There are several limitations to be considered. First, the representativeness of our findings is limited, because participants who were excluded from the current analysis were older, had less BPD criteria, and more ICD-10 F9 diagnoses. Second, there were no “pure” groups: both the outpatient only group and the combined inpatient/outpatient group received outpatient treatment of comparable intensity, and in both groups, shorter inpatient stays (≤ 7 days) were possible. Third, while the outpatient treatment consisted of manualized and regularly supervised brief CBT [16] or DBT-A [17], the inpatient treatment also followed DBT-A principles, but was less-standardized. Thus, the findings in favour of the outpatient only group over the combined inpatient/outpatient group may be due to a greater specialization of the outpatient treatment compared with the inpatient treatment in the current study. Forth, as group assignment was not randomized, the analyses were adjusted for individual differences at baseline. However, the decision for inpatient treatment was not necessarily made at baseline, but could have taken place anytime later in the first year.

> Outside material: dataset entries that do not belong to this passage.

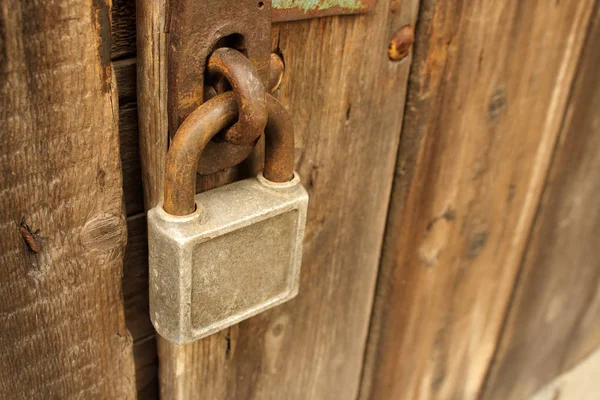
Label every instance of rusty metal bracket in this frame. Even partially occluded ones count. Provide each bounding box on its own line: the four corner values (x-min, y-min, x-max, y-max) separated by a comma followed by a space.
168, 0, 271, 136
167, 0, 376, 175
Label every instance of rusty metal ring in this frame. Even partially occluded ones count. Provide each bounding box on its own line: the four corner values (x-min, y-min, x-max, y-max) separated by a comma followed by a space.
198, 53, 285, 175
163, 92, 294, 215
263, 94, 294, 182
163, 92, 238, 215
208, 47, 268, 144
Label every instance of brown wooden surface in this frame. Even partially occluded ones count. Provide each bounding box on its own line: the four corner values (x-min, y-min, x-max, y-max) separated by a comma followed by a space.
137, 1, 416, 399
483, 3, 600, 400
0, 0, 135, 399
361, 0, 593, 400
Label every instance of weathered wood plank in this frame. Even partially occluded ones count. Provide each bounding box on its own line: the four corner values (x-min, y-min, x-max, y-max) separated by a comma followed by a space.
0, 0, 135, 399
133, 336, 159, 400
123, 214, 154, 342
361, 0, 594, 400
138, 0, 416, 399
483, 3, 600, 399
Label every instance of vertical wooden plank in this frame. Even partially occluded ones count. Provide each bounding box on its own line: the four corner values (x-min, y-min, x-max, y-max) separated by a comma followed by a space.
138, 0, 417, 399
483, 2, 600, 399
0, 0, 135, 399
361, 0, 594, 399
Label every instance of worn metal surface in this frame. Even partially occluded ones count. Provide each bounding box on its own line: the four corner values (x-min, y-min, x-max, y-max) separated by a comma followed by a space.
164, 92, 294, 215
208, 47, 268, 144
273, 0, 377, 22
167, 0, 271, 135
198, 53, 285, 175
164, 92, 237, 215
148, 175, 308, 344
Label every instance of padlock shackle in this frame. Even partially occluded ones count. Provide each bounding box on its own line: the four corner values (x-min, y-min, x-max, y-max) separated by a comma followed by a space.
263, 93, 294, 182
163, 92, 294, 215
163, 92, 238, 215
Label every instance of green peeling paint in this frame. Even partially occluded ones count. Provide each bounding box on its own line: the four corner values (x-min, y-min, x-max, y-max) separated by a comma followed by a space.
272, 0, 364, 11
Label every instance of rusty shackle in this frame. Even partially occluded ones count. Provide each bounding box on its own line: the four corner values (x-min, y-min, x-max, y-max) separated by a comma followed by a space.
208, 47, 267, 144
163, 91, 294, 215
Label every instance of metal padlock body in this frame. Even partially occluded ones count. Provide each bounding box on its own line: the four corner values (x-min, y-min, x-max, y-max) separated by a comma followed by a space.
148, 174, 308, 344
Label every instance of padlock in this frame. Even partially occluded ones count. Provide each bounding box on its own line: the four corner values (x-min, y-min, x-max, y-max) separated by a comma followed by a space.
147, 92, 308, 344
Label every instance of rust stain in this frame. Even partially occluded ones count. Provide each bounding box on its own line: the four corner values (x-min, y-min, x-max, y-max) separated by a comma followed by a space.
92, 0, 112, 93
19, 217, 42, 254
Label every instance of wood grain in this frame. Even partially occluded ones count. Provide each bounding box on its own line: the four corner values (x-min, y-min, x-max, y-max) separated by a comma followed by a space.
138, 0, 416, 399
360, 0, 594, 400
483, 3, 600, 399
111, 0, 136, 60
0, 0, 135, 399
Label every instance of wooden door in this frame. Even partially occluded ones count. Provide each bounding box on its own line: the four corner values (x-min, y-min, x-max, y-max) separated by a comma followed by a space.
0, 0, 600, 400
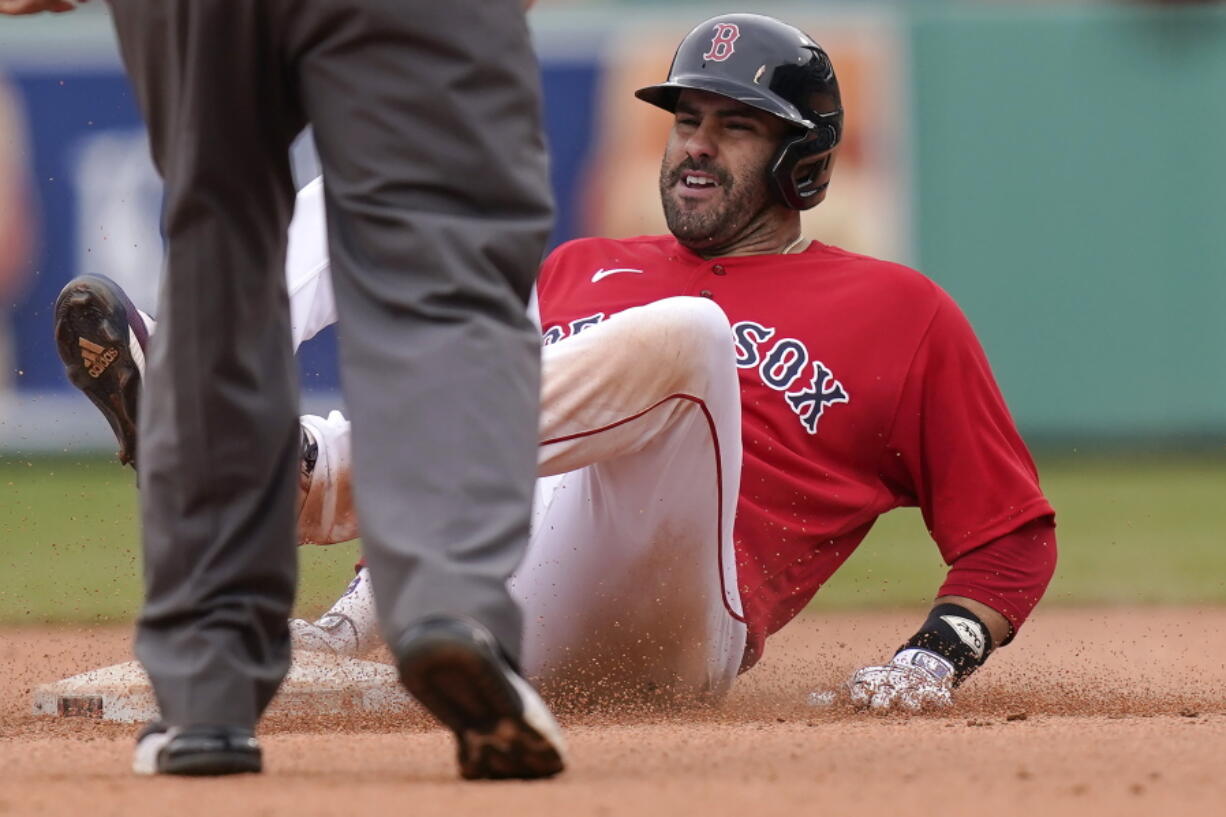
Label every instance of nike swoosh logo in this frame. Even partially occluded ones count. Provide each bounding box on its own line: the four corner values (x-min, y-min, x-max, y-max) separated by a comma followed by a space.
592, 266, 642, 283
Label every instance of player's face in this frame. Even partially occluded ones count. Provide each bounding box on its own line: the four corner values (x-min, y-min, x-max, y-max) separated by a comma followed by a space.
660, 91, 787, 250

Therefore, we cannot rule out that individual differences in the outcome variables at the time point of the decision have influenced the results. In addition, group differences in other factors that may have influenced the decision for inpatient treatment (e.g., lower self-efficacy, self-reliance, or social support) could have contributed to the less favourable treatment outcomes for the combined outpatient/inpatient group. Future studies applying a randomized-controlled design are required to address this limitation. Fifth, treatments that the participants received between follow-up 1 and follow-up 2 were not considered as covariates in the statistical analyses. However, as the combined inpatient/outpatient group received significantly more outpatient sessions and had more days of inpatient treatment compared with the outpatient only group, it seems unlikely that the faster improvement observed in some clinical outcomes in the latter group is due to a more intense treatment during this time period.

Conclusion

In the current study on adolescents with BPD pathology, both outpatient treatment alone and the combination of outpatient and inpatient treatment resulted in clinical improvements over the 2-year follow-up period, with some indications for faster improvements in those patients who received only outpatient treatment. The findings support early intervention efforts for young people with sub-threshold or first manifestation BPD and provide preliminary evidence that the recommendation of outpatient psychotherapy as the first-line treatment inherent in most current clinical guidelines for (adults with) BPD also holds true for adolescents, even though a careful weighing of the potential advantages and disadvantages of inpatient treatment in each individual case is indispensable.